Sunnah Sunnah Dalam Shalat (13) : Sujud Tilawah


13). Sujud Tilawah

Tata cara

Takbir untuk sujud tilawah

Pertama : Di luar Shalat

Terdapat perselisihan antara ulama:

  1. Tidak bertakbir, ini adalah pendapat Abu Hanifah, alasan mereka adalah karena tidak ada hadits shahih yang mendasarinya.
  2. Bertakbir ketika turun untuk sujud, ini adalah pendapat mayoritas fuqaha. ([89])

Berdasarkan hadits Ibnu Umar:

كَانَ رَسُولُ اللَّهِ صَلَّى اللهُ عَلَيْهِ وَسَلَّمَ يَقْرَأُ عَلَيْنَا الْقُرْآنَ، فَإِذَا مَرَّ بِالسَّجْدَةِ كَبَّرَ، وَسَجَدَ وَسَجَدْنَا مَعَهُ

“Rasulullah shallallāhu ‘alaihi wasallam membacakan Al-Qur’an kepada kita, jika beliau melewati ayat sajdah maka beliau bertakbir, beliau sujud dan kami sujud bersama beliau”. ([90])

Dan terdapat atsar dari Ibnu Mas’ud:

إِذَا قَرَأْتَ سَجْدَةً فَكَبِّرْ وَاسْجُدْ، وَإِذَا رَفَعْتَ رَأْسَكَ فَكَبِّرْ

“Jika engkau membaca ayat sajdah maka bertakbirlah kemudian sujud, dan jika engkau mengangkat kepala maka bertakbirlah”. ([91])

Kedua: Di dalam Shalat

Bertakbir ketika turun dan bangkit, karena keumuman hadits shahih dalam sifat shalat Rasulullah shallallāhu ‘alaihi wasallam, beliau bertakbir setiap gerakan.

كَانَ رَسُولُ اللهِ صَلَّى اللهُ عَلَيْهِ وَسَلَّمَ يُكَبِّرُ فِي كُلِّ رَفْعٍ وَوَضْعٍ وَقِيَامٍ وَقُعُودٍ، وَأَبُو بَكْرٍ وَعُمَرُ وَعُثْمَانُ رَضِيَ اللهُ عَنْهُمْ

“Rasulullah shallallāhu ‘alaihi wasallam bertakbir setiap gerakan bangkit, turun, berdiri dan duduk. Begitupula Abu Bakar, Umar dan Utsman radhiyallahu ‘anhum”. ([92])

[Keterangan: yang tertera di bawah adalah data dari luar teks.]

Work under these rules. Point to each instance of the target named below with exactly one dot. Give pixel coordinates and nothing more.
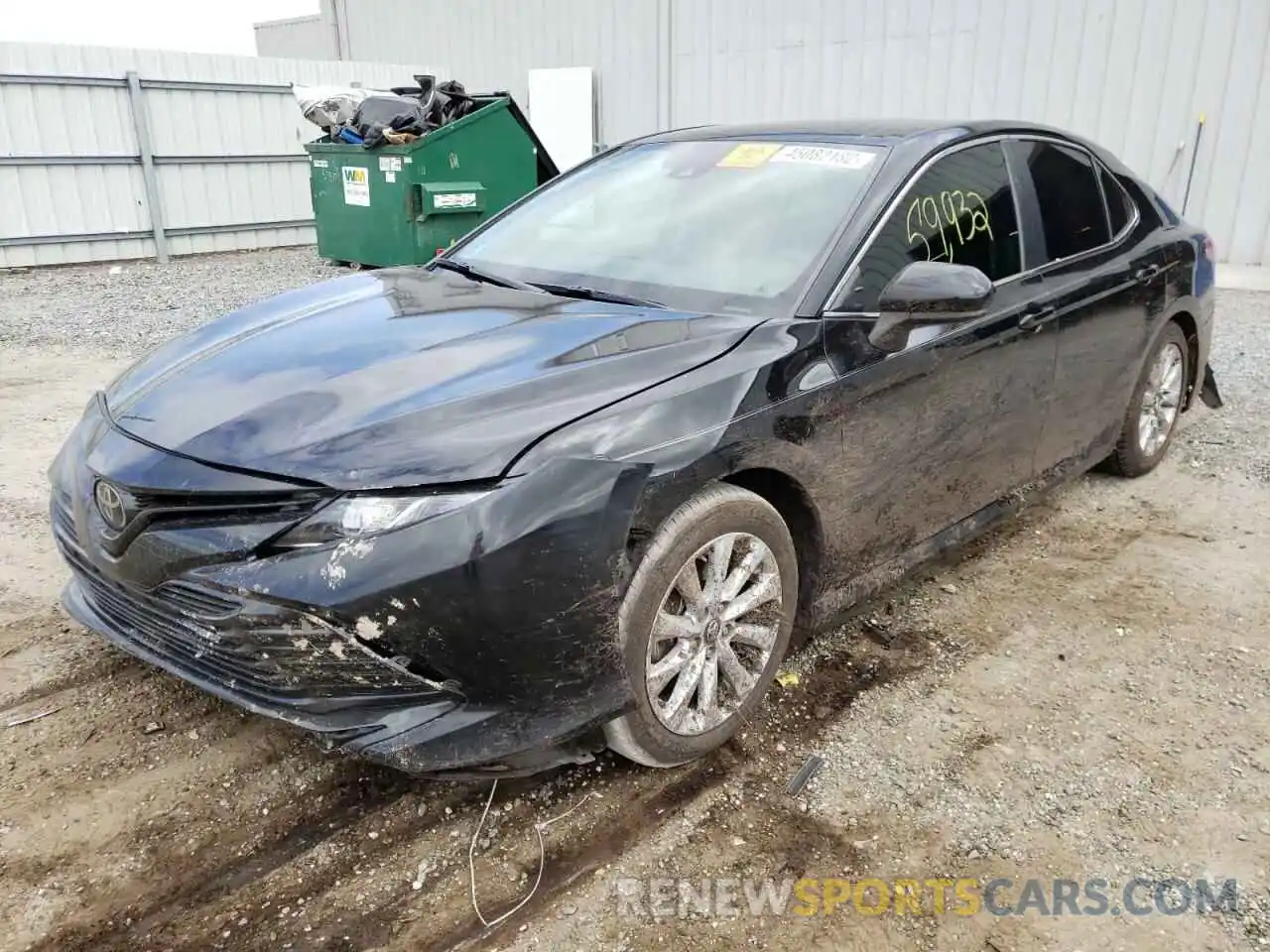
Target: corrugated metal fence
(113, 154)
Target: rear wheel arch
(1191, 330)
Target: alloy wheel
(714, 634)
(1161, 400)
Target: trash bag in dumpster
(330, 107)
(389, 112)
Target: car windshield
(719, 225)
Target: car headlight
(359, 517)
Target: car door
(940, 429)
(1105, 286)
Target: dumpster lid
(548, 169)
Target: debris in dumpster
(375, 118)
(329, 107)
(389, 112)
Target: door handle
(1038, 317)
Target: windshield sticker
(838, 158)
(747, 155)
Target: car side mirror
(929, 293)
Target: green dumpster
(403, 204)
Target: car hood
(402, 377)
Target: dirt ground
(1084, 693)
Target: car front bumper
(477, 644)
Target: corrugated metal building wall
(1132, 73)
(230, 166)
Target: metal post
(141, 123)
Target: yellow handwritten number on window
(964, 213)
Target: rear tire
(1155, 409)
(703, 625)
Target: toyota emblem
(109, 504)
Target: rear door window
(1074, 216)
(961, 209)
(1119, 208)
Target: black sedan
(579, 481)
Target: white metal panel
(298, 39)
(562, 105)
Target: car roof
(883, 131)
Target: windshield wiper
(595, 295)
(474, 273)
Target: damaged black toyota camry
(579, 481)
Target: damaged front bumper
(295, 667)
(471, 645)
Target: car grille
(202, 631)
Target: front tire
(1151, 420)
(703, 625)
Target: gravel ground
(144, 303)
(1082, 693)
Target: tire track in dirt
(350, 800)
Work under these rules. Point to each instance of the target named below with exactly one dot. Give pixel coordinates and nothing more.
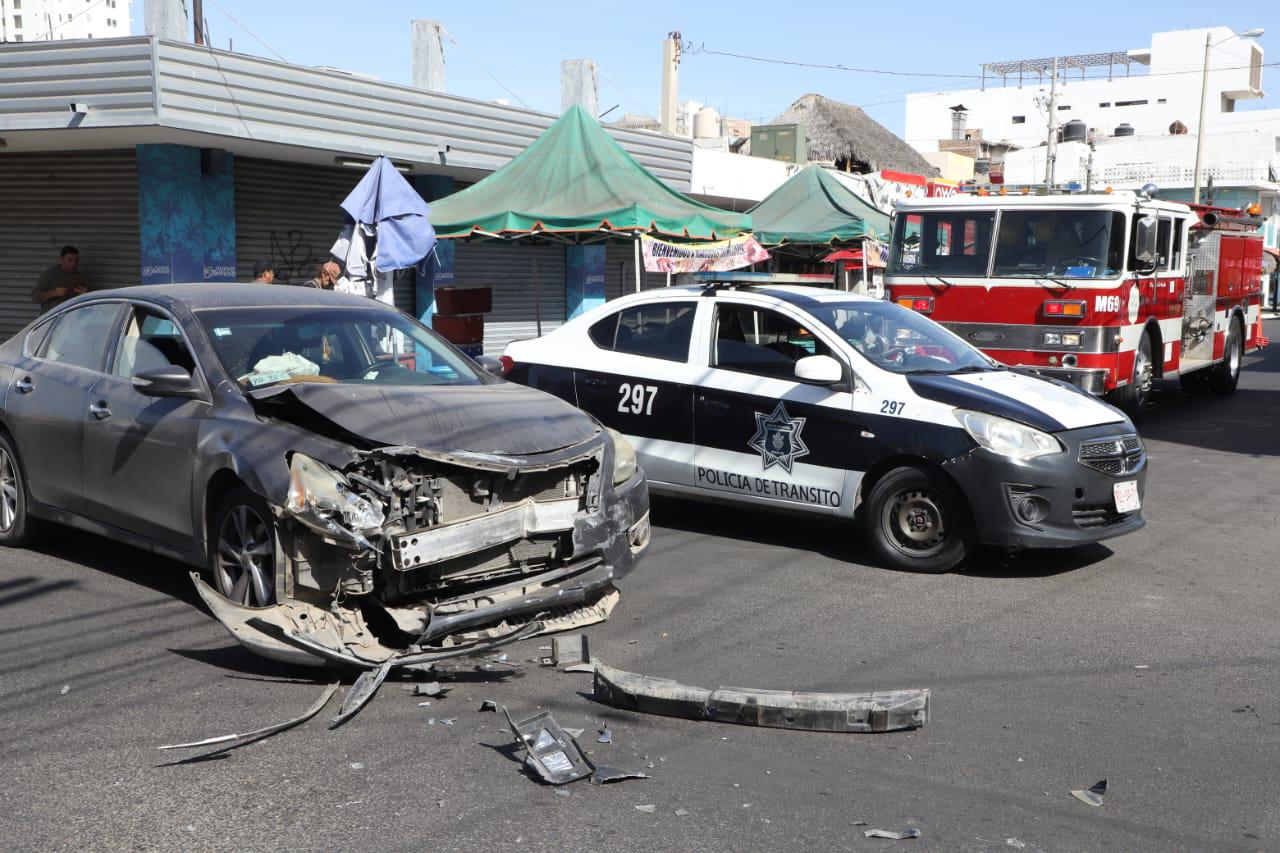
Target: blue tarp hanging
(388, 204)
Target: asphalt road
(1150, 661)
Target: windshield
(900, 340)
(1065, 243)
(266, 346)
(945, 243)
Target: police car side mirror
(819, 370)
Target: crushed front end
(408, 555)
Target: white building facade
(1147, 89)
(63, 19)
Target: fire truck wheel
(915, 520)
(1225, 375)
(1136, 395)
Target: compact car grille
(1116, 456)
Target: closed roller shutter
(620, 272)
(287, 214)
(86, 199)
(508, 269)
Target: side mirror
(492, 365)
(819, 370)
(169, 381)
(1144, 241)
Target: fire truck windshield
(1064, 243)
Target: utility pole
(1051, 160)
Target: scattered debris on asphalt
(873, 711)
(361, 692)
(549, 751)
(1093, 796)
(608, 775)
(894, 836)
(257, 734)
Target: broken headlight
(624, 459)
(316, 488)
(1008, 437)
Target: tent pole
(538, 299)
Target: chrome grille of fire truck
(1116, 456)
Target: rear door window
(656, 331)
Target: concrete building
(1147, 89)
(63, 19)
(186, 163)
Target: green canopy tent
(813, 211)
(576, 185)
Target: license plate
(1127, 496)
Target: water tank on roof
(707, 123)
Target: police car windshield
(900, 340)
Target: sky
(508, 50)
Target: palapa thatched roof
(837, 132)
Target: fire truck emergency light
(919, 304)
(1065, 308)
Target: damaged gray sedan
(359, 491)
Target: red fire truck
(1107, 291)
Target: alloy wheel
(246, 561)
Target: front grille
(1091, 516)
(1116, 456)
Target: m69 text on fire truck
(1107, 291)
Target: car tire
(915, 520)
(1224, 377)
(1137, 393)
(17, 527)
(242, 550)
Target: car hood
(496, 419)
(1043, 404)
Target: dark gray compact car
(359, 491)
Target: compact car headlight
(624, 457)
(1008, 437)
(314, 487)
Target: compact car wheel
(1224, 377)
(915, 520)
(243, 555)
(17, 528)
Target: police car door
(638, 383)
(760, 434)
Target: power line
(251, 33)
(703, 49)
(501, 85)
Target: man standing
(60, 282)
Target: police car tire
(933, 496)
(1225, 375)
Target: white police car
(816, 400)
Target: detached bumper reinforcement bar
(863, 712)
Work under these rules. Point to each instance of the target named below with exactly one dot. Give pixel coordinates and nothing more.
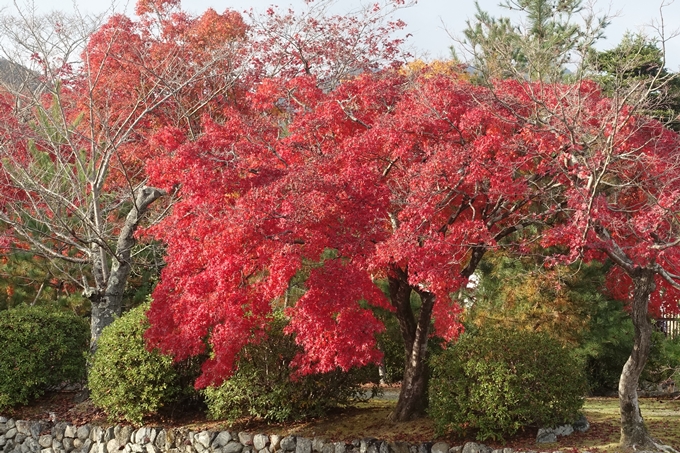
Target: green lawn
(369, 420)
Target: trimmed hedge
(128, 381)
(498, 381)
(264, 386)
(41, 347)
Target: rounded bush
(263, 385)
(41, 347)
(126, 380)
(498, 381)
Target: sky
(432, 23)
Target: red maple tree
(407, 177)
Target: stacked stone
(22, 436)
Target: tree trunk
(633, 430)
(107, 305)
(412, 398)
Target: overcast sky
(430, 22)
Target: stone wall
(21, 436)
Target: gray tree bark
(412, 397)
(107, 301)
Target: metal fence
(669, 326)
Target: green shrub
(499, 381)
(125, 379)
(41, 347)
(263, 387)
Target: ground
(370, 420)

Imam Malik mengatakan: “Siapa yang membaca ayat sajdah dalam shalat, maka ia bertakbir untuk sujud dan bertakbir untuk mengangkat kepala”. ([93])

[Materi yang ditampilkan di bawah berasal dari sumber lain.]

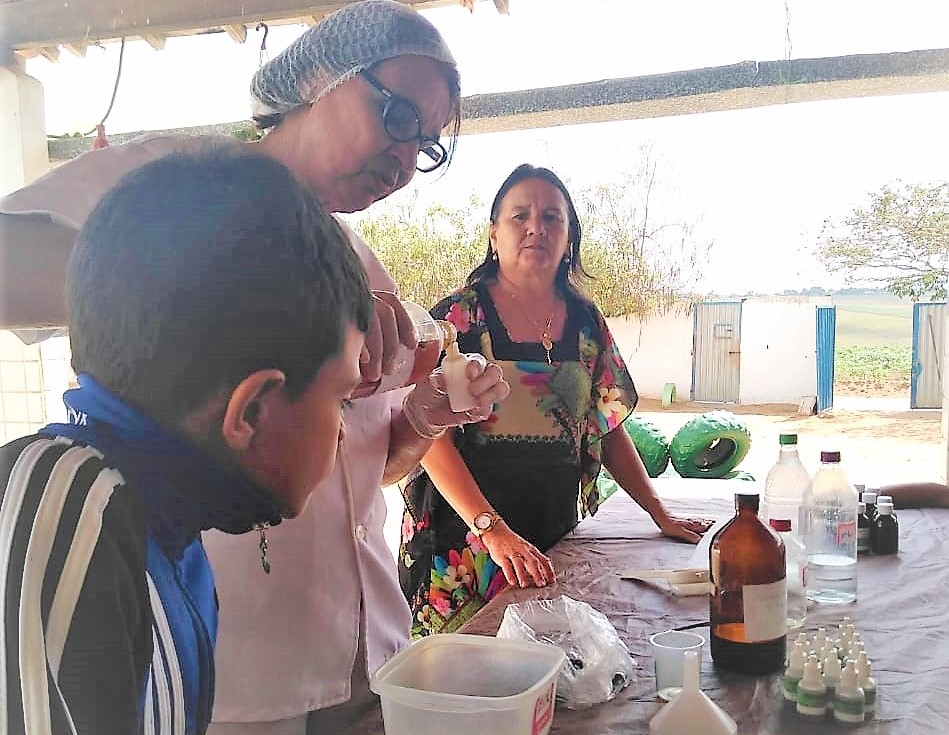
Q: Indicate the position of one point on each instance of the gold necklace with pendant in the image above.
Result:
(546, 340)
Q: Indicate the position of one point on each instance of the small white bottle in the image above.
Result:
(831, 677)
(455, 370)
(867, 683)
(849, 703)
(794, 673)
(811, 692)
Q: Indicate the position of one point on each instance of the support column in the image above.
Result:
(945, 404)
(24, 154)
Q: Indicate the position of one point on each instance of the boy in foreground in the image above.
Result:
(217, 316)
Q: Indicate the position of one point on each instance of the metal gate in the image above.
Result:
(929, 325)
(826, 340)
(716, 351)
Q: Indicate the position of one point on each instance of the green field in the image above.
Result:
(873, 320)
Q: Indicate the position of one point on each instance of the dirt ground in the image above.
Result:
(877, 446)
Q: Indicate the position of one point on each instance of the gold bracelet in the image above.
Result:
(419, 425)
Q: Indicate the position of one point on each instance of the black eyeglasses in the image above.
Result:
(402, 123)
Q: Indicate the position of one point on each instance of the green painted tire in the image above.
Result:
(710, 445)
(651, 443)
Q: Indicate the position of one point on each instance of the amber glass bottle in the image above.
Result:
(749, 597)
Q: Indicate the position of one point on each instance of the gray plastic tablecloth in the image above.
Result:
(902, 613)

Ibnu Qudamah mengatakan: “Jika sujud tilawah maka ia harus bertakbir untuk sujud dan bangkit darinya”. ([94])

As-Syirazi mengatakan: “Jika dalam shalat maka sujud dengan bertakbir dan bangkit dengan bertakbir”. Imam Nawawi menjelaskan: “Ada pendapat Abu Ali bin Abu Hurairah yang telah disebutkan oleh Abu Hamid dan ulama kita yang lain dari beliau, bahwa tidak dianjurkan bertakbir untuk turun dan bangkit, ini adalah pendapat yang aneh dan lemah”. ([95])

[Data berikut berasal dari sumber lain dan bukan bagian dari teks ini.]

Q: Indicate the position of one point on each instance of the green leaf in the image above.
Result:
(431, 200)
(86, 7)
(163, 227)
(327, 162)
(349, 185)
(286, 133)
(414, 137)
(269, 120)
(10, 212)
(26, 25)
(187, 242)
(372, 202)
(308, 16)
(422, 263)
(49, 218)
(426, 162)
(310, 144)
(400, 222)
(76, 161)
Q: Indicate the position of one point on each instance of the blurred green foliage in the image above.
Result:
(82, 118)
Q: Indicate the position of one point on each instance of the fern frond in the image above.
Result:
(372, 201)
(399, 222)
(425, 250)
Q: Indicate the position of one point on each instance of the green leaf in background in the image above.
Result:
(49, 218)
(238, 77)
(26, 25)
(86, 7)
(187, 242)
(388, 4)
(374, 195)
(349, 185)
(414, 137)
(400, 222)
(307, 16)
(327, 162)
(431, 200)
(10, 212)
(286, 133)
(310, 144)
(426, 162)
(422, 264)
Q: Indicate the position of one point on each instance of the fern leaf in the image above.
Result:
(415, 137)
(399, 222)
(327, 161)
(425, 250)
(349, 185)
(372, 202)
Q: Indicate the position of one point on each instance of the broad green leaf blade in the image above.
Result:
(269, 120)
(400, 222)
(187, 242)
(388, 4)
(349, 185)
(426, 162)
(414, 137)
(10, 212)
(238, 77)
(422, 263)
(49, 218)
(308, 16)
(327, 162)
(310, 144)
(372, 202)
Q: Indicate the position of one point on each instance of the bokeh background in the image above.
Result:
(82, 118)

Al-Kasani mengatakan: “Jika ia membacanya dalam shalat, yang paling utama adalah dikerjakan sesuai bentuk sujud juga, demikian yang diriwayatkan dari Abu Hanifah”. ([96])

Gerakan Tata Cara Sujud Tilawah

Karena turun hendak sujud maka tidak perlu mengangkat kedua tangan baik ketika turun menuju sujud maupun ketika bangkit dari sujud, dan tidak perlu juga duduk diantara dua sujud.

Permasalahan

Setelah sujud tilawah boleh langsung ruku?

Jika melakukan sujud tilawah dalam shalat, kemudian bangkit berdiri, boleh membaca lagi kemudian ruku’, boleh juga langsung ruku’ tanpa membaca ayat lagi, karena bacaan sudah ada sebelumnya. ([97])

Syaikh Utsaimin menjelaskan: “Sujud tilawah dalam shalat seperti sujud inti shalat tersebut, yaitu bertakbir ketika sujud dan ketika bangkit, tidak ada perbedaan apakah ayat sajdah tersebut adalah akhir ayat yang ia baca atau di pertengahan bacaan. Ia bertakbir ketika sujud, bertakbir ketika bangkit, kemudian ia bertakbir untuk ruku’, tidak mengapa dua takbir beruntun; karena penyebabnya berbeda”. ([98])

Bacaan Sujud Tilawah

Imam Nawawi mengatakan: “Dianjurkan ketika sujud (tilawah) membaca:

سَجَدَ وَجْهِي لِلَّذِي خَلَقَهُ وَصَوَّرَهُ، وَشَقَّ سَمْعَهُ وَبَصَرَهُ، بِحَوْلِهِ وَقُوَّتِهِ ([99])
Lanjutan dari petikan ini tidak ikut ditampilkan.